Noronha Henrique, Conde Carlos, Delrot Serge, Gerós Hernâni
Centro de Investigação e de Tecnologias Agro-ambientais e Biológicas CITAB, Vila Real, Portugal.
Planta. 2015 Oct;242(4):909-20. doi: 10.1007/s00425-015-2329-x. Epub 2015 May 26.

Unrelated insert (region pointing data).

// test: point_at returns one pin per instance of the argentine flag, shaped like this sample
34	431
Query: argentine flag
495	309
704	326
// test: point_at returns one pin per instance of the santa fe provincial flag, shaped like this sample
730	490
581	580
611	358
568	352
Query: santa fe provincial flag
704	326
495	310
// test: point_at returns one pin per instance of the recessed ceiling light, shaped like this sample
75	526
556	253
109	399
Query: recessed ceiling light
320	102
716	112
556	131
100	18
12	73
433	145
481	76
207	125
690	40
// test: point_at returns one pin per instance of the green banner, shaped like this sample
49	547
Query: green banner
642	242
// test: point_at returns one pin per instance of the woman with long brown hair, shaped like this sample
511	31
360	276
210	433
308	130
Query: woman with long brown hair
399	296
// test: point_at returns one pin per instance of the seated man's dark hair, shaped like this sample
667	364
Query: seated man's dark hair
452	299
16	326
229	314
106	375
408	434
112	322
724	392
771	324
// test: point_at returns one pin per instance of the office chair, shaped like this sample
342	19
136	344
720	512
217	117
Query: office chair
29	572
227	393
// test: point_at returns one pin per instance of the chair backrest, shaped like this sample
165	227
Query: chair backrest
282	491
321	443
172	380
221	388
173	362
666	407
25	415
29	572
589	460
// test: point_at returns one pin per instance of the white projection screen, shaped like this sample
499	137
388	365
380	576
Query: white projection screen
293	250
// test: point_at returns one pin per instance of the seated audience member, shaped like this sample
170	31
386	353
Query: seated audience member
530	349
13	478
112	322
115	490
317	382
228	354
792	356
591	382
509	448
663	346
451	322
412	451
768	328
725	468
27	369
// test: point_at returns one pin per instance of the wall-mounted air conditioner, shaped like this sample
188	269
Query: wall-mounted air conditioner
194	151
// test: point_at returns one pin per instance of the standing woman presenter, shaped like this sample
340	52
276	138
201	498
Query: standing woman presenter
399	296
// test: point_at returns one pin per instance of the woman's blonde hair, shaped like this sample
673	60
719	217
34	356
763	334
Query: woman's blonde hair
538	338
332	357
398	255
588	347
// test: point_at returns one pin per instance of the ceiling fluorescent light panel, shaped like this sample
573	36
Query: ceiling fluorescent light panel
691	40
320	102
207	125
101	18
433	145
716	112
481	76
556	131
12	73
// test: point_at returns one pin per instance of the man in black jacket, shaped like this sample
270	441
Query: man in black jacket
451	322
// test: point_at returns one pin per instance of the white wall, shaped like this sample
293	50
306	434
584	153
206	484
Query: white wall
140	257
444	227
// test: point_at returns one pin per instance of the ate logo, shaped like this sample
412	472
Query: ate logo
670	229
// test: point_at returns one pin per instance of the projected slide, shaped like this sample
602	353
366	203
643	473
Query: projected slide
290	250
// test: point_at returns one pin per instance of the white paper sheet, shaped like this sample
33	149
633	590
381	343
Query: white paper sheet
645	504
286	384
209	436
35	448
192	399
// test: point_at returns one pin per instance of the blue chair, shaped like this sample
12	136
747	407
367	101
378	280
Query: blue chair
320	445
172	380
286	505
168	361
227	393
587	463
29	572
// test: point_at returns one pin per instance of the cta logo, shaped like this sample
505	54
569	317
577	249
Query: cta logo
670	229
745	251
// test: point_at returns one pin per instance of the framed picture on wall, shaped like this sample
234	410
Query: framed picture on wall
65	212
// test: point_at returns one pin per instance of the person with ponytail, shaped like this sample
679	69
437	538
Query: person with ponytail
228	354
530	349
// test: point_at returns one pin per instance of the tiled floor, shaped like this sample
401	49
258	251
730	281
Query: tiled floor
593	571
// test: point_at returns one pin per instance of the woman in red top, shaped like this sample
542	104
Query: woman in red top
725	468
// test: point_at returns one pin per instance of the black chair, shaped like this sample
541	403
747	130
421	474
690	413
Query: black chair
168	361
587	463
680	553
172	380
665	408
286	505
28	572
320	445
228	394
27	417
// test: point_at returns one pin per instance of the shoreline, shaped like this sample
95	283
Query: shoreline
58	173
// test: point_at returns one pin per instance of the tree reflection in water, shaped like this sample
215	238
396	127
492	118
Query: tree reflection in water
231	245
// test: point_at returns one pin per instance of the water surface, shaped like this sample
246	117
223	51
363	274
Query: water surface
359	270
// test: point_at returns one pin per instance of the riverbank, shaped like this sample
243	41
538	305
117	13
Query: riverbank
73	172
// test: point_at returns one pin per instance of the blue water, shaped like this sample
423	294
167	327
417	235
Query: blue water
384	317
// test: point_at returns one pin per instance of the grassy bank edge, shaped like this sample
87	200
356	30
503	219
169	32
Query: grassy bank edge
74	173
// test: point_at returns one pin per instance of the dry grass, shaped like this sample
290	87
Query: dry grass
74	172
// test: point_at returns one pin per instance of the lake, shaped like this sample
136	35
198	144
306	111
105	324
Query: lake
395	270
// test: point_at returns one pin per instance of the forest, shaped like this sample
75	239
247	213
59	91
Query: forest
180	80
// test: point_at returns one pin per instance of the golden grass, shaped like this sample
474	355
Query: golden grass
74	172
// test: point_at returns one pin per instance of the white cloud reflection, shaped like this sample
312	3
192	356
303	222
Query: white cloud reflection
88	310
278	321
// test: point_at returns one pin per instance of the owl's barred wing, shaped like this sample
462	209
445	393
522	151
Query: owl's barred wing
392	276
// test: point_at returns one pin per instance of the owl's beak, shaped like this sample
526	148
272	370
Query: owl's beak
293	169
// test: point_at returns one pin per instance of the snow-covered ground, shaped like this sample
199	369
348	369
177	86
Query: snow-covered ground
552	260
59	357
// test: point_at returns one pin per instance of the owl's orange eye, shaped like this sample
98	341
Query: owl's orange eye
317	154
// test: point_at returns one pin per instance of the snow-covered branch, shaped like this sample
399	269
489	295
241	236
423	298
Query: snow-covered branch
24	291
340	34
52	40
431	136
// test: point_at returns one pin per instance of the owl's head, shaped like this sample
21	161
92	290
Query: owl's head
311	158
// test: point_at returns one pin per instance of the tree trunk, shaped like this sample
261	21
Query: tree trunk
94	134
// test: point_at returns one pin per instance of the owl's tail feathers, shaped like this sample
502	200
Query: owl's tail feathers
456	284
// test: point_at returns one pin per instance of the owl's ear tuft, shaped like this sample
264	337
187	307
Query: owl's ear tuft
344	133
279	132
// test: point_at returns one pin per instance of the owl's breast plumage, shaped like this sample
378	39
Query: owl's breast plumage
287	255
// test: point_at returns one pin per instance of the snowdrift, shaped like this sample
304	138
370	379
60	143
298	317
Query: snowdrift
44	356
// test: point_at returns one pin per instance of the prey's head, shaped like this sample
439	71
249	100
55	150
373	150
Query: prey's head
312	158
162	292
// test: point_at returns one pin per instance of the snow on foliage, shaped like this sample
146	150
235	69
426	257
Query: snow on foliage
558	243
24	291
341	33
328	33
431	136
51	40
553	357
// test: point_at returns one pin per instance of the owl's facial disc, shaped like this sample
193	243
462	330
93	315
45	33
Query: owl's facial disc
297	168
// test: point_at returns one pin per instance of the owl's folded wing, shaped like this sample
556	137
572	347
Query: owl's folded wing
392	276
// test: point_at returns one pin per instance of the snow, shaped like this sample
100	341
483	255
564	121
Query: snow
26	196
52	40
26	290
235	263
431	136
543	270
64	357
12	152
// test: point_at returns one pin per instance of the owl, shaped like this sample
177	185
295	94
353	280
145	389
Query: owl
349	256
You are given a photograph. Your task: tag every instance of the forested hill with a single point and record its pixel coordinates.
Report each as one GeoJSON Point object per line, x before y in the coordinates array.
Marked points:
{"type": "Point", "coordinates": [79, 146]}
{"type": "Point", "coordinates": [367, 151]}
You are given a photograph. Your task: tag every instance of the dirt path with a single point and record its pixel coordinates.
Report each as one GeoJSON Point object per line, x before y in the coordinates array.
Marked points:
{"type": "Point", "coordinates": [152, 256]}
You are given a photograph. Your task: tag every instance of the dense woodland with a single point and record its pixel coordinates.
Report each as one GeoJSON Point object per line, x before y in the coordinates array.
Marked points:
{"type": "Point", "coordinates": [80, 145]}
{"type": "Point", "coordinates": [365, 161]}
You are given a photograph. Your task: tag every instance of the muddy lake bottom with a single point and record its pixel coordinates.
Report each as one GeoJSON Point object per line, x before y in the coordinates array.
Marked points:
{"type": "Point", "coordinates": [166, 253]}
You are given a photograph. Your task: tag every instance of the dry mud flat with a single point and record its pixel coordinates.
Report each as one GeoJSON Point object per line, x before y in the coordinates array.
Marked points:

Two grapevine glucose-6-Pi plastidial transporters differently expressed in plant organs and in response to environmental and hormonal signals are characterized. They are involved in starch accumulation in berries and canes. In grapevine, starch accumulation in the trunk is important for winter storage of carbon and in the flower for reproductive development. Berries also accumulate starch in their plastids, which are also involved in the synthesis of aroma compounds important for fruit quality. The present work characterizes two glucose-phosphate translocators (VvGPT1, VvGPT2) that control the accumulation of starch in grape amyloplasts. Three different splicing variants identified for VvGPT2 (VvGPT2α, VvGPT2β and VvGPT2Ω) were more expressed in the leaves than in other organs. In contrast, VvGPT1 transcripts were more abundant in mature berries, canes and flowers than in the leaves. Expression of 35S-VvGPT1-GFP and 35S-VvGPT2Ω-GFP in tobacco leaf epidermal cells showed that the fusion proteins localized at the plastidial envelope. Complementation of the Arabidopsis pgi1-1 mutant impaired in leaf starch synthesis restored its ability to synthesize starch, demonstrating that VvGPT1 and VvGPT2Ω mediate the transport of glucose-6-Pi across the plastidial envelope. In grape cell suspensions, ABA, light and galactinol, together with sucrose and fructose, significantly increased the transcript abundance of VvGPT1, whereas VvGPT2Ω expression was affected only by sucrose. In addition, elicitation with methyl jasmonate strongly upregulated VvGPT1, VvGPT2Ω and VvPAL1, suggesting a role for GPTs in the production of secondary compounds in grapevine. Moreover, in grapevines cultivated in field conditions, VvGPT1 expression was higher in berries more exposed to the sun and subjected to higher temperatures. Although both VvGPT1 and VvGPT2 mediate the same function at the molecular level, they exhibit different expression levels and regulation in plant organs and in response to environmental and hormonal signals.
对两种在植物器官中表达不同且对环境和激素信号有响应的葡萄葡萄糖-6-磷酸质体转运体进行了表征。它们参与浆果和茎中淀粉的积累。在葡萄中,树干中淀粉的积累对碳的冬季储存很重要,而在花中对生殖发育很重要。浆果在其质体中也积累淀粉,质体还参与对果实品质很重要的香气化合物的合成。目前的工作表征了两种控制葡萄淀粉体中淀粉积累的葡萄糖-磷酸转运体(VvGPT1、VvGPT2)。为VvGPT2鉴定出的三种不同剪接变体(VvGPT2α、VvGPT2β和VvGPT2Ω)在叶片中的表达高于其他器官。相比之下,VvGPT1转录本在成熟浆果、茎和花中比在叶片中更丰富。在烟草叶表皮细胞中35S-VvGPT1-GFP和35S-VvGPT2Ω-GFP的表达表明融合蛋白定位于质体包膜。在叶片淀粉合成受损的拟南芥pgi1-1突变体的互补恢复了其合成淀粉的能力,证明VvGPT1和VvGPT2Ω介导葡萄糖-6-磷酸穿过质体包膜的转运。在葡萄细胞悬浮液中,脱落酸、光和半乳糖醇与蔗糖和果糖一起显著增加了VvGPT1的转录本丰度,而VvGPT2Ω的表达仅受蔗糖影响。此外,用茉莉酸甲酯诱导强烈上调了VvGPT1、VvGPT2Ω和VvPAL1,表明GPTs在葡萄次生化合物的产生中起作用。此外,在田间条件下种植的葡萄中,VvGPT1在更多暴露于阳光和更高温度的浆果中表达更高。虽然VvGPT1和VvGPT2在分子水平上介导相同的功能,但它们在植物器官中以及对环境和激素信号的响应中表现出不同的表达水平和调控。